2. Keep Your Online Profiles Anonymous


Obviously, if you want to avoid your activity being tracked back to you, you’ll need to use a pseudonym online – and that includes your email address. While it’s worth having an email address that relates to you personally, it’s also worth having a second one that doesn’t – one you use to sign up to websites which may not be as secure or reliable as the most popular ones, or which you might only want to use temporarily.

The best way to do this is to sign up for a webmail account using a site like Gmail or Yahoo, and then set the email to simply forward to your existing address. That way you can use it to sign up to sites to prevent your login details there being attached to your main email address, but it also means you can keep using a single inbox despite having two email addresses – something that’ll make it convenient enough to become a good habit.
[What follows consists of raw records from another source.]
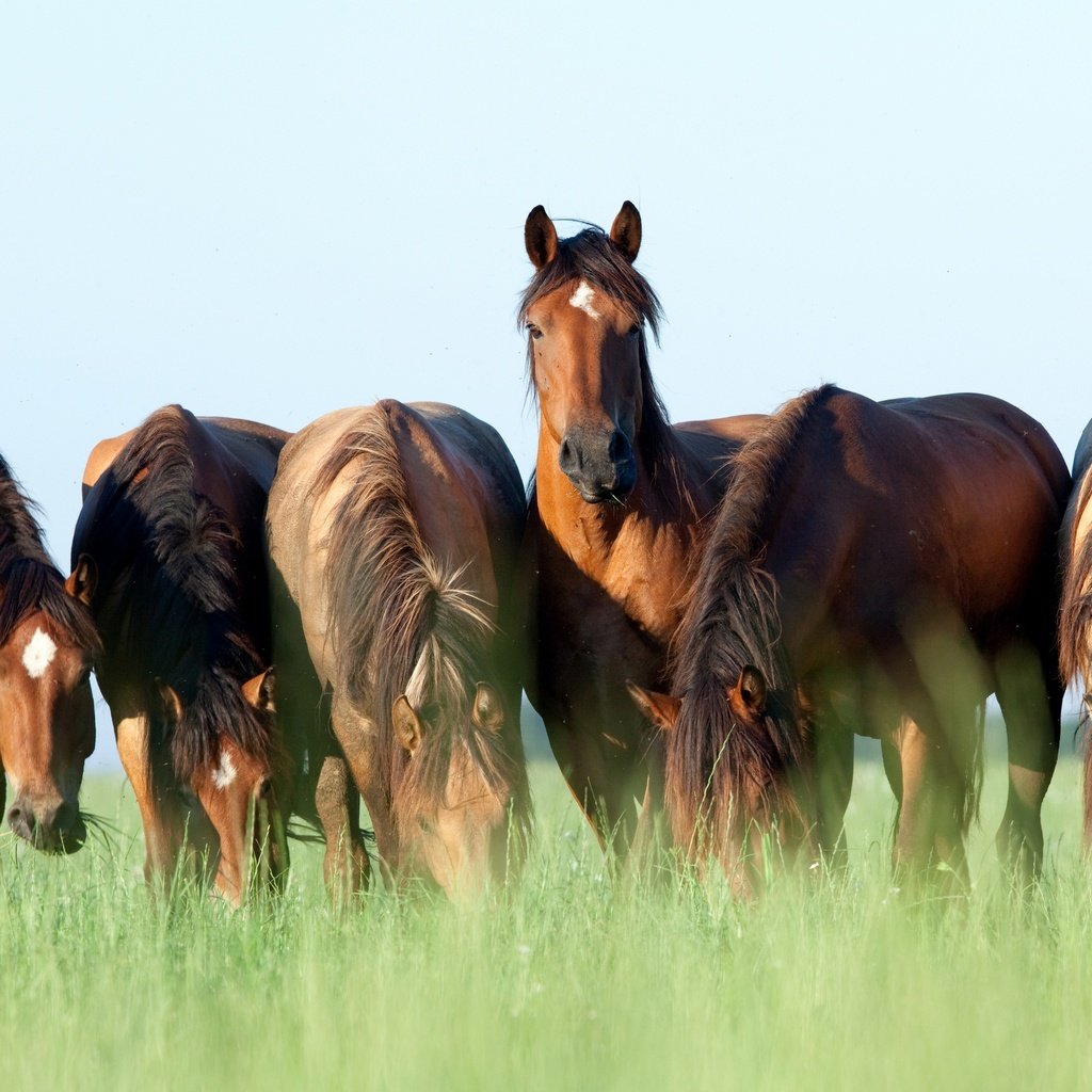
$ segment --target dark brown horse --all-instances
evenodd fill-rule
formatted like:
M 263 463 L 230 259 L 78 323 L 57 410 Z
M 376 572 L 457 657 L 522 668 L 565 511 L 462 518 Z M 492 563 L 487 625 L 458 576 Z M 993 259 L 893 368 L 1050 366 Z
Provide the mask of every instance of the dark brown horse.
M 1055 539 L 1069 474 L 1044 429 L 980 394 L 876 403 L 823 387 L 732 464 L 673 649 L 676 844 L 746 890 L 761 841 L 835 851 L 852 733 L 882 741 L 897 868 L 965 877 L 981 707 L 1009 743 L 1002 859 L 1033 877 L 1058 750 Z M 947 871 L 947 870 L 946 870 Z
M 144 823 L 145 875 L 209 852 L 238 904 L 251 862 L 287 862 L 273 723 L 265 501 L 287 434 L 180 406 L 98 444 L 72 590 L 102 637 L 98 682 Z
M 724 460 L 761 418 L 668 423 L 646 345 L 660 302 L 633 268 L 632 204 L 609 235 L 559 239 L 541 205 L 524 234 L 536 272 L 520 321 L 541 414 L 526 539 L 536 654 L 525 686 L 577 802 L 622 848 L 636 799 L 658 799 L 662 761 L 649 760 L 656 741 L 626 679 L 665 685 Z
M 1061 675 L 1083 686 L 1082 712 L 1092 713 L 1092 422 L 1073 456 L 1073 491 L 1061 530 Z M 1092 744 L 1084 743 L 1084 845 L 1092 847 Z
M 86 830 L 79 793 L 95 747 L 87 676 L 98 634 L 46 555 L 32 506 L 0 458 L 0 810 L 38 850 L 72 853 Z
M 347 866 L 359 886 L 366 858 L 344 776 L 323 757 L 323 690 L 399 879 L 465 894 L 522 855 L 513 581 L 524 511 L 503 441 L 451 406 L 343 410 L 285 447 L 269 508 L 278 715 L 290 749 L 318 740 L 332 885 Z

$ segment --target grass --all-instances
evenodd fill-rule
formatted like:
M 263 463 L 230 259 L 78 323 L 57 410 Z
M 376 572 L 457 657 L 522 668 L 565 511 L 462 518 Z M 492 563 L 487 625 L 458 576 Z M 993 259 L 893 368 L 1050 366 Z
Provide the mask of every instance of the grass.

Whether you’re making a main or spare email address, it’s also worth avoiding information that might lead people to learn extra details about you other than your first and surname. Avoid attaching things like middle names and the year you were born to your email address in an attempt to find an account that hasn’t been used yet, because those details could give hackers or other privacyinvaders the confirmation they need to launch an attack on your privacy.

3. Delete Your Unused Accounts


Perhaps the number one way your personal details can be stolen is via a hack that target’s a website’s database. If you’re active on a website there’s not much you can do to prevent such an event but, if you’ve stopped using a site or only signed up to post or read one thing, it’s worth deleting your accounts you’ve finished using in order to prevent needles loss of data.

The fear is that if you leave your account active, it might remain in the system for years to come. In theory, data protection laws mean your account should be deleted after an extended period of inactivity. In practise, it’s surprisingly rare that anyone bothers to prune inactive accounts, especially on smaller sites and forums. If they’re not doing that, they’re probably not keeping the software they use patched either. That’s a dangerous combination.

If you’re wondering what sites still have your details on file, you can check your inbox or mail archive for sign-up emails and, in the event that your account is still active, go any manually delete it. This might be as simple as pushing a button somewhere, or you may have to email an administrator to specifically request it. Either way, it’s worth doing. Remember to delete, not simply deactivate. The former removes your details, where the latter simply marks the account as dormant (so you have to verify it to sign in again) but keeps the details on file.

4. Block Your Browser From Sharing Data


Location data is great for sites that want to know where their users are coming from, but it’s also great for people who want to know who you are and where you live. A geotagged photo on a social media site can easily reveal exactly where you live to people you’d rather didn’t have that information.

As such, you should take great care in allowing sites to track where you are, particularly if you think they might then want to share that information. Disabling location services on your desktop system is always worth doing because there’s very little value that can add in the first place, beyond targeted advertisements – and that can easily be done through IP-based geolocation anyway.

You might also want to turn on your browser’s ‘Do Not Track’ options. This is a protocol-level option that can be optionally forwarded to web servers along with a normal HTTP request, telling the server not to track your behaviour within or across sites. It’s a completely optional setting and technically isn’t part of the HTTP specification even though it’s supported by most browsers and servers now. It isn’t exactly foolproof – for one, it’s completely optional on the server end – but it is better than nothing.

Ultimately it’s hard to remain completely anonymous when you’re on the Internet – the trick is to be selective about what you share and when. It can be easy to give away much more information than you realistically need to – and that’s where the problems start.